I just don't get it.....I feel that if they can just shut me completely out of their lives like this, without a backward glance...that I must've not had any value to them to start with. I wrote her a long letter explaining my position and it was returned.

All we had left of our original, core family were the 3 of us. We were all estranged from our father (me not as much as the rest..I stayed in contact, but didn't have what you would call a "loving" relationship with him) and you'd think we'd value our relationship more than that.

There are times I wonder if maybe I should have just sucked it up and gone on with what she wanted. If it aggravated my back condition, so be it. At least I wouldn't be left with THIS kind of sadness. I know I would have suffered terribly...but I'm suffering now. I've tried to make contact with her and my brother to no avail. They simply have shut themselves down to me...it's as if I don't even exist. This is all sooooo terribly sad.............

 
November 14, 2006, 7:56 am CST

I am here for you

Quote From: jandlb

I am writing this on the second day of my sister's death.  She died yesterday (Friday) and I already miss her so much.  We did not always get along and she made choices that were not the healthiest or the smartest, but she was my sister.  I could always count on her to give hugs that were a little too long, her capacity to love with all of her heart and the knowledge that we loved each other.  When I found out that she was in the hospital, in the ICU unit, I opted to wait to call her the next day (Friday), however that call was never made because she past away in the early morning.  I will always have that regret that I didn't get the chance to acuse her of wanting attention or just trying to get out of house work(with a smile).  My family (mother, father, brothers, husband) and I knew that she was sick but didn't realize how ill she was. 

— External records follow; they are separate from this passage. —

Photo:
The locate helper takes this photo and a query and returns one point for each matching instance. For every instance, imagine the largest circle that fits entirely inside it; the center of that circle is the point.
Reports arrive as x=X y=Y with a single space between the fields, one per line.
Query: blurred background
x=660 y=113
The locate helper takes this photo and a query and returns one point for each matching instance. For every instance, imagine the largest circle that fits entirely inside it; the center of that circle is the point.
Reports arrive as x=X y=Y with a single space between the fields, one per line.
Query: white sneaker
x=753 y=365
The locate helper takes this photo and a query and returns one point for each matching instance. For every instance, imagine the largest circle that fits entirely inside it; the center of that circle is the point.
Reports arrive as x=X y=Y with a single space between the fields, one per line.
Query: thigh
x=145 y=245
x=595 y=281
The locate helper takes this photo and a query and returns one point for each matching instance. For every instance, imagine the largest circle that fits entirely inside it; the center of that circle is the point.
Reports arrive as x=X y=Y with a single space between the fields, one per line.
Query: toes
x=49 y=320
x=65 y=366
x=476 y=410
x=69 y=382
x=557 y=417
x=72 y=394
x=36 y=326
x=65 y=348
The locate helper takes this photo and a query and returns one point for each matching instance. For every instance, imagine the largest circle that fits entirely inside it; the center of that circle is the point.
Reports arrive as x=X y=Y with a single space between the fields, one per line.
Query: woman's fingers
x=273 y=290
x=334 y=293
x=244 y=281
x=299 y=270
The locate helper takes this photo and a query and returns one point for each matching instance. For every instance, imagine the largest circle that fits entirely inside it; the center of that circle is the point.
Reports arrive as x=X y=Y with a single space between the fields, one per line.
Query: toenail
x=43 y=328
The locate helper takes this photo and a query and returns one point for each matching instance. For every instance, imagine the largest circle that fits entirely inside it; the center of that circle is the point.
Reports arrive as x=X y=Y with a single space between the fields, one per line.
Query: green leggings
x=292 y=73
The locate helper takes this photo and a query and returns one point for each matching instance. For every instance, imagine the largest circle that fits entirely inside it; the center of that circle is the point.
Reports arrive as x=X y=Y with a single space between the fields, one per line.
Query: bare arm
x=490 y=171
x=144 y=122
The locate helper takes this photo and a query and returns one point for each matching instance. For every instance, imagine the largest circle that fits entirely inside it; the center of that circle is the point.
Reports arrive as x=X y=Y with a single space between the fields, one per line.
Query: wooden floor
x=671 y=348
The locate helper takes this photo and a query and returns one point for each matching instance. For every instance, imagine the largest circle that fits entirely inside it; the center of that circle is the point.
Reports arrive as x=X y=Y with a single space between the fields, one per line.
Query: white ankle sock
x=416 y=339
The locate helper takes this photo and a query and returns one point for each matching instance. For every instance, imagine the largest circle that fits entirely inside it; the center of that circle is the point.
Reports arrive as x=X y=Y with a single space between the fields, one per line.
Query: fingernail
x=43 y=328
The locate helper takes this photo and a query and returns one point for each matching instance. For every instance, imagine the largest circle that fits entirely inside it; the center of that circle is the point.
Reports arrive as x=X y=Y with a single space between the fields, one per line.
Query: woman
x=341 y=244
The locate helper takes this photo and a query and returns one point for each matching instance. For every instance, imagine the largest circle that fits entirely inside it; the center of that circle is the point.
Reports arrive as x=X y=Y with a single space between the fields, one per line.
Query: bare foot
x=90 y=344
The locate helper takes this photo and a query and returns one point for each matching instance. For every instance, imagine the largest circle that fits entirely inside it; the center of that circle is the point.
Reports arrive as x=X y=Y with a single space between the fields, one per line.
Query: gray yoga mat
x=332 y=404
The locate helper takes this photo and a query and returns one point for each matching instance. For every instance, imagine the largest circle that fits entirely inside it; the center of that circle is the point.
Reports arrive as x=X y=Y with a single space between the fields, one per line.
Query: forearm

Quite honestly, I thought that "Sisters at War" was a silly topic when I saw the preview, because all of us have disagreements with our siblings but I would give anything to be "at war" with my sister right now instead of having to plan her memorial service and help her kids get through this.

The most ironic part  is that this episode is scheduled to air on her birthday, she would have been 37.

When I saw your posting I could only pray for you.  I don't know if your into God or not but he can help you through anything especially in your time of such sorrow. It says in the bible in Psalms23 yeh,though I walk thru the valley of the shadow of death I shall have no fear for thou art with me.  God was with your sister and he is here for you.  I too lost a loved one, my aunt passed away in October and I have had a hard time dealing with it.  But with lots of prayer I am "dealing" with my feelings.  If you need someone to talk to I am here for regardless if we don't know each other.My email address is desmokim@yahoo.com

 
November 14, 2006, 8:03 am CST

11/14 Sisters at War

These two care more about being right and nursing their victim status than they do about each other.  Until they develop their very immature empathy skills this strife will never be resolved.

 

What a waste of time.  I'm betting one day they will live to regret having squandered their valuable, but limited, time.   

 
November 14, 2006, 8:05 am CST

wow i missed the last 15 min of the show

my only friend i have called and i missed the end of the show can any one tell me what happened? i was making thanksgiving day plans with my friend, i am wondering if Dr Phil got through to the two sisters on the show.